Let $A$ be a domain with fraction field $K$ and let $B$ and $B'$ be two sub-$A$-algebras of $K$ such that $B\cap B'=A$.
Is this true that if $N$ is a finitely generated $A$-module such that $N\otimes_A B$ and $N\otimes_A B'$ are projective modules over $B$ and $B'$ respectively, then $N$ is projective?
Many thanks!
Let $k$ be a field, $A=k[X, Y],$ $B=k[X^{\pm 1}, Y]$ and $B'=k[X, Y^{\pm 1}]$, and take $N=k=A/(X, Y)$.

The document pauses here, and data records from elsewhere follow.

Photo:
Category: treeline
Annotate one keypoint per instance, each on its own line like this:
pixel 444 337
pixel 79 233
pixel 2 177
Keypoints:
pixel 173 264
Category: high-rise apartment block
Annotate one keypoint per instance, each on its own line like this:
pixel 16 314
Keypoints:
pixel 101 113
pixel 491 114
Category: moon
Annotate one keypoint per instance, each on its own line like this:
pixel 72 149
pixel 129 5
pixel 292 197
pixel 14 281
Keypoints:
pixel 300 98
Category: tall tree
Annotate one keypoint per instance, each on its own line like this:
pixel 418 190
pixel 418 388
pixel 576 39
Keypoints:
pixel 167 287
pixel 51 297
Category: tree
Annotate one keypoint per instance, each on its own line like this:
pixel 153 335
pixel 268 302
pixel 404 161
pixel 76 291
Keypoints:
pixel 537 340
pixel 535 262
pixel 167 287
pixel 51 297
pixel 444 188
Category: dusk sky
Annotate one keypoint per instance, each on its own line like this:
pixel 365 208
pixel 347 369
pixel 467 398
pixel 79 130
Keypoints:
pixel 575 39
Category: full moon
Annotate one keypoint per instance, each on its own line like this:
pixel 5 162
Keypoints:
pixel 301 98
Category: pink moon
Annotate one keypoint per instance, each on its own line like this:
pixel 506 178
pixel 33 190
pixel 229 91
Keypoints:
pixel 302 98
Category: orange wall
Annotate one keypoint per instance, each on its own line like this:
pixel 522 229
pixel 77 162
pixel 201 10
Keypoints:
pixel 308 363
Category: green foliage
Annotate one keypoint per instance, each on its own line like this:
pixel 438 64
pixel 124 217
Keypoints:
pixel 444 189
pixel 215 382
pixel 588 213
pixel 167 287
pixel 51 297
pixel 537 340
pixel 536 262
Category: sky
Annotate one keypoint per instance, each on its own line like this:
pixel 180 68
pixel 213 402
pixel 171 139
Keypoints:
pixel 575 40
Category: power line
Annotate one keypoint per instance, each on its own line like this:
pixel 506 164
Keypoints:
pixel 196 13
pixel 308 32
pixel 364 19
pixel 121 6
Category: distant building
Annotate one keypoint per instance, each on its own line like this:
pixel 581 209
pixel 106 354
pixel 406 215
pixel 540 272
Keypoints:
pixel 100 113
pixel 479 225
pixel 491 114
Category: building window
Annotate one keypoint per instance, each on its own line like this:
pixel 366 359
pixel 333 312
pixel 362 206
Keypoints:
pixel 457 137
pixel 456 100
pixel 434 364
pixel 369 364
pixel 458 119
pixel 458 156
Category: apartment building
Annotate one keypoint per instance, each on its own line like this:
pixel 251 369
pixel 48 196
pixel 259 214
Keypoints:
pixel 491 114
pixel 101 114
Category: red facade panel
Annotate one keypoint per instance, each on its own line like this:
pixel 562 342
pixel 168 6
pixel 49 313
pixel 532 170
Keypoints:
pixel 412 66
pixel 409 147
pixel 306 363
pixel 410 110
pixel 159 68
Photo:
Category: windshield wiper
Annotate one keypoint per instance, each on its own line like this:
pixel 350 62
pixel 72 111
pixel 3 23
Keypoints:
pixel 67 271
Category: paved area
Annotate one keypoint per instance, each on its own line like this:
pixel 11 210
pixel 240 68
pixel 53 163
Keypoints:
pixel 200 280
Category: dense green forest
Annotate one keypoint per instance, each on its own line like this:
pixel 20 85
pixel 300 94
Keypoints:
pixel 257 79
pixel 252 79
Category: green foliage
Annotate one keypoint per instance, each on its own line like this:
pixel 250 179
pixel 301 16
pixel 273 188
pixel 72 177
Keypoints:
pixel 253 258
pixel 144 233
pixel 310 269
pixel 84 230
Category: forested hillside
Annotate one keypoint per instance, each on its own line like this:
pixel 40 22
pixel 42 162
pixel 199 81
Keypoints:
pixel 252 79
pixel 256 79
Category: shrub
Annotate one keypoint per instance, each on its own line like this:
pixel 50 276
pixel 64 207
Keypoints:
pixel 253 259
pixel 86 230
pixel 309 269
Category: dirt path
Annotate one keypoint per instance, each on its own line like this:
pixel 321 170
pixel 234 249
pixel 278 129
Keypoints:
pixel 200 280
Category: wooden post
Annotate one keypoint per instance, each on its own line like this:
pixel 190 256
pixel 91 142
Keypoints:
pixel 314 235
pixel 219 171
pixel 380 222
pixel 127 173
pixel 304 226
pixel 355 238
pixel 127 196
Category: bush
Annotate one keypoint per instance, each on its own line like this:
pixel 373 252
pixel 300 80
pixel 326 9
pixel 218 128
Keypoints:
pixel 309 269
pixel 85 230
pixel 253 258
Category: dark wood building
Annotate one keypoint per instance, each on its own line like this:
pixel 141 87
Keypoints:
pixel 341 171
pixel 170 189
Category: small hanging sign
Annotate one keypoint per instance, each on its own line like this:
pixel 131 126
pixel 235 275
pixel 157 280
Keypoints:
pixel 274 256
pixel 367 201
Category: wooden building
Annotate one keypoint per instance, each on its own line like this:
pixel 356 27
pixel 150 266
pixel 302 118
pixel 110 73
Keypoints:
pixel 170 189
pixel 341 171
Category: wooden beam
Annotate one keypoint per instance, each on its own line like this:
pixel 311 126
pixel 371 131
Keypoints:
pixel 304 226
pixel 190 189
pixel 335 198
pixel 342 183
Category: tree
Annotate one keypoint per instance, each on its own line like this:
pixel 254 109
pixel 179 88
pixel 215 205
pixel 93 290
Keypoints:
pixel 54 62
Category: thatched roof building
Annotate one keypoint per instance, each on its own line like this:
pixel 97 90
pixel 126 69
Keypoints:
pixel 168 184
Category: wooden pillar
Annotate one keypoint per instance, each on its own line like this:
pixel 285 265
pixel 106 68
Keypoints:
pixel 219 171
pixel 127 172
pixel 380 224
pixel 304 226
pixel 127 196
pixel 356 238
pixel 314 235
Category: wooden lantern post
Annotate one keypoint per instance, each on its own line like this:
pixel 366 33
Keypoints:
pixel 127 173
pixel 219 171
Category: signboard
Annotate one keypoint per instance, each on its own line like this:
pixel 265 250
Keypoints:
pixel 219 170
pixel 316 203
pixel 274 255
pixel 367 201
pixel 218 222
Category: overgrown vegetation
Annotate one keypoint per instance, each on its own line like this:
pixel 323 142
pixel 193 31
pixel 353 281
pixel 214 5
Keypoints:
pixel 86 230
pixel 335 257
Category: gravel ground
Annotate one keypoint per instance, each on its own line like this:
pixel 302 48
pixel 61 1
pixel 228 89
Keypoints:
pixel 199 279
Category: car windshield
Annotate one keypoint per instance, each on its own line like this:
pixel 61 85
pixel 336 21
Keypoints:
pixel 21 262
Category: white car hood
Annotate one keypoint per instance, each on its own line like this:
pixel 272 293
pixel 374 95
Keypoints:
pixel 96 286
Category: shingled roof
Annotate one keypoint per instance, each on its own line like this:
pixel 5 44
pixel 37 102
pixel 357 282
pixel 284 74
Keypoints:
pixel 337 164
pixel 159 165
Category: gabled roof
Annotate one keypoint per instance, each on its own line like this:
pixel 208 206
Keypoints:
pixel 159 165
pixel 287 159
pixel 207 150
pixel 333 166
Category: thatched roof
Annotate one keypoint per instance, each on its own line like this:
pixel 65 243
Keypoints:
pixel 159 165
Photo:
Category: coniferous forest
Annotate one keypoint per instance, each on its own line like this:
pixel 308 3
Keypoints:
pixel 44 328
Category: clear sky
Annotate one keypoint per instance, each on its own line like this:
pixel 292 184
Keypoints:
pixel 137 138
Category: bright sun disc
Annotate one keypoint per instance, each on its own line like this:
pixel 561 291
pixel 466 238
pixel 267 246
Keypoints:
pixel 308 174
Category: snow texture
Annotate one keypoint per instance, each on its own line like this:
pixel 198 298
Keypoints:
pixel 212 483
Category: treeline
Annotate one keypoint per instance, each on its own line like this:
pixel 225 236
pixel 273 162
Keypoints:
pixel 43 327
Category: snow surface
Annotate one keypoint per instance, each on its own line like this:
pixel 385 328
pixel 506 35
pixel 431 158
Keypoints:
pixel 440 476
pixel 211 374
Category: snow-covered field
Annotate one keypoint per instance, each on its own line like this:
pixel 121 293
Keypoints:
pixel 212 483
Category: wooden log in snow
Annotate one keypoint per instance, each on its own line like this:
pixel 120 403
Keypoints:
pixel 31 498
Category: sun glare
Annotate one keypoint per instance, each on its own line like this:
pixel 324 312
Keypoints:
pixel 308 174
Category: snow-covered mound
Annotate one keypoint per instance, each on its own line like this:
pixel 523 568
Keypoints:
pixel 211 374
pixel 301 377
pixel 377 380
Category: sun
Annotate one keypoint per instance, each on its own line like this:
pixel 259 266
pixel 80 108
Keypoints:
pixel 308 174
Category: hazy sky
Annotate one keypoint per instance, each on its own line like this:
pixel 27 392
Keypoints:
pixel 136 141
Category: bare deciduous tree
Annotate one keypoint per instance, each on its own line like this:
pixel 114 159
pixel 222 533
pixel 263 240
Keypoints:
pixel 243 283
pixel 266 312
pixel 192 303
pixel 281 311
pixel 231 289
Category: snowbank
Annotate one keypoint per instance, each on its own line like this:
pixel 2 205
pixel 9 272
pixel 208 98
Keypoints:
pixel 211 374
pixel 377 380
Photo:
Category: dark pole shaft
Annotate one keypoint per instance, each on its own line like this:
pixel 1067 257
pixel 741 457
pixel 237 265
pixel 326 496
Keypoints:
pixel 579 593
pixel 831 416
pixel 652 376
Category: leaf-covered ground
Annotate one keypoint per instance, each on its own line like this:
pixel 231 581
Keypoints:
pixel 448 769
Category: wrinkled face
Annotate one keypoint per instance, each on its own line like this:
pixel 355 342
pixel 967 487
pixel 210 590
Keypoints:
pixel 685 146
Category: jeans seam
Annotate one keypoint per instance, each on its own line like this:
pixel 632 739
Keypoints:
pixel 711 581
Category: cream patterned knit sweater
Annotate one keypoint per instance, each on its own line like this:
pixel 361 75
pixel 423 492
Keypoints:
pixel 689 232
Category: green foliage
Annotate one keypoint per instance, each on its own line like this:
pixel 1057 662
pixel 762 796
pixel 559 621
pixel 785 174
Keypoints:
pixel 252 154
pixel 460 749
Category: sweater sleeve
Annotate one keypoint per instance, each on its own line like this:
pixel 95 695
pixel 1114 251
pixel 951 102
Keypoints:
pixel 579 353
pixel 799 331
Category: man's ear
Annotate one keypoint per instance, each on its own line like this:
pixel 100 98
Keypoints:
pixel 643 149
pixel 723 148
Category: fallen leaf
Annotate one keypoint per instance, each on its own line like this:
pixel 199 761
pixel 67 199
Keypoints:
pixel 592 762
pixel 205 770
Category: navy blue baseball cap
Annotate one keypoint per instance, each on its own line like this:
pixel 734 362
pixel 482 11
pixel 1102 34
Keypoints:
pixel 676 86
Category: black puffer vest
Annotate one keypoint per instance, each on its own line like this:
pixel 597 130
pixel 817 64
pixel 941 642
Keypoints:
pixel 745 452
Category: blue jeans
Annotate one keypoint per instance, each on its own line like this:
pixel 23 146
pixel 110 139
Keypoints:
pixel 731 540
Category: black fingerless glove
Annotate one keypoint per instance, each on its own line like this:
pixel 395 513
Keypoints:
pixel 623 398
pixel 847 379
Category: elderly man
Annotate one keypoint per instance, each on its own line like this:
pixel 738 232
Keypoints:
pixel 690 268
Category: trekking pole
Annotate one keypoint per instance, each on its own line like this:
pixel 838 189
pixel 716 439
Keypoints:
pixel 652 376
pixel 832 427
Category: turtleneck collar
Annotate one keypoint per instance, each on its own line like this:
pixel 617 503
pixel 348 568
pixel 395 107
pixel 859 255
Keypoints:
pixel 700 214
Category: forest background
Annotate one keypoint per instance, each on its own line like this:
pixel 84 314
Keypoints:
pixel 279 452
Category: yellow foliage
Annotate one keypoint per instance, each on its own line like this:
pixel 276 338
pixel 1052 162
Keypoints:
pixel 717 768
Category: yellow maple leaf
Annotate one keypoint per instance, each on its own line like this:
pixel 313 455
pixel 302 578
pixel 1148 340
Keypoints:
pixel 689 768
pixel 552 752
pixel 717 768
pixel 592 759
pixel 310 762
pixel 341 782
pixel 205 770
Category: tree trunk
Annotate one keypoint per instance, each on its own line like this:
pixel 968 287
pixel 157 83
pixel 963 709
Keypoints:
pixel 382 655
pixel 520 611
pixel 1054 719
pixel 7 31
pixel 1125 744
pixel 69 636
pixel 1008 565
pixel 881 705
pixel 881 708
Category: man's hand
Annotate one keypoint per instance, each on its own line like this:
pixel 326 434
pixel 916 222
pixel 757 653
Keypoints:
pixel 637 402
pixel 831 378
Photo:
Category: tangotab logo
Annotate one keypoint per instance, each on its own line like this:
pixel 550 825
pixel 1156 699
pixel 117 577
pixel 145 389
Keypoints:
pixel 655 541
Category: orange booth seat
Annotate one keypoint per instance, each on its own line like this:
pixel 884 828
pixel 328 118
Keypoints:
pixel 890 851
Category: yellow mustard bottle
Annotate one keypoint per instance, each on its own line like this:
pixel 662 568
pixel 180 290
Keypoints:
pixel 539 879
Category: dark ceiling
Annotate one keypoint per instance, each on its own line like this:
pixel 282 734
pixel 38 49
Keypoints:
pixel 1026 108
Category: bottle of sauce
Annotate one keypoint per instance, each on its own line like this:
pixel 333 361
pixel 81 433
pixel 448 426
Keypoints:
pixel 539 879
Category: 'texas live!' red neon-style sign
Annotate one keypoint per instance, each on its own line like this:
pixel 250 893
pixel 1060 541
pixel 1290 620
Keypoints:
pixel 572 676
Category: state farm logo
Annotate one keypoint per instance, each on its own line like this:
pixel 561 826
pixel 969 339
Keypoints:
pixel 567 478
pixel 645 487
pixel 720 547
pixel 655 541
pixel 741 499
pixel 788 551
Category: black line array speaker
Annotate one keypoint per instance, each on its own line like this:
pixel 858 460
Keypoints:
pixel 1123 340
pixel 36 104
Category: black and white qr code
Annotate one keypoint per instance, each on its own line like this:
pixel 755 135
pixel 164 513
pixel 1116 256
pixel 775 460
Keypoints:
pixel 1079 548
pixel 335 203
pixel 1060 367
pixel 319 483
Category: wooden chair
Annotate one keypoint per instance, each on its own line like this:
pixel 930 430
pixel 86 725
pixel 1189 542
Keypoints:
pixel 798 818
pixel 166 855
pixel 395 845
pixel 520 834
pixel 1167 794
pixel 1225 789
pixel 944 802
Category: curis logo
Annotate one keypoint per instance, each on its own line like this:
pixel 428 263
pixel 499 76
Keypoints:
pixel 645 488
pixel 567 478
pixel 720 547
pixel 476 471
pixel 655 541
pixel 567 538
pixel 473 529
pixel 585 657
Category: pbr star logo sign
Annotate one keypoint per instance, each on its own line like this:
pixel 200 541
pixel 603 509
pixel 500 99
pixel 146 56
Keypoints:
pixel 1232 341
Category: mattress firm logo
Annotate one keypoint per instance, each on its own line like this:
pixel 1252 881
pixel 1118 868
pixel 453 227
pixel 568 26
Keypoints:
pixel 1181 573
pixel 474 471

Then $N \otimes_A B =B/(x, y)B=0$, since $X$ is a unit of $B$, and similarly $N \otimes_A B'=0$. Thus, $N \otimes_A B, N \otimes_A B'$ ae projective, yet $N$ is clearly not.
If you do not like the fact that the projectives in the example are $0$, you can replace $N$ by $N \oplus A$, the argument will work the same since tensor product commutes with direct sums.
A bit more dissection:
There is something to be said about the apparent strangeness of this: Given a finitely presented module $N$ over $A$, what is true is that if $N$ is projective locally on the spectrum, i.e. $N \otimes_A B_i$ is a projective $B_i$-module where $B_i$ are principal localizations of $A$ such that $\bigcup_i \mathrm{Spec}\,B_i=\mathrm{Spec}\,A,$ then $N$ is indeed projective. The trouble is that even in the situation above, the assumption $B \cap B'=A$ does not guarantee that $\mathrm{Spec}\,B, \mathrm{Spec}\,B'$ cover $\mathrm{Spec}\,A$ in this way: the point $(X, Y)$ is not in $\mathrm{Spec}\,B \cup \mathrm{Spec}\,B'$, so $B$'s does not see that some torsion is happening over that point.
Regarding the extra assumption "$N$ is torsion-free" in comments:
Assuming that $N$ is torsion-free will not help. In the counterexample above, you can take instead $N=(X, Y),$ which is torsion-free but not projective (you can e.g. show that projective ideals over $A=k[X, Y]$ are exactly the principal ones, as in this answer of Georges Elencwajg). Then, using flatness of $B$ over $A$, one has that $(X, Y)\otimes_A B=(X, Y)B=B$, and similarly $N \otimes_A B'=B'$. So over $B, B'$, $N$ becomes free, hence projective, but $N$ itself is not.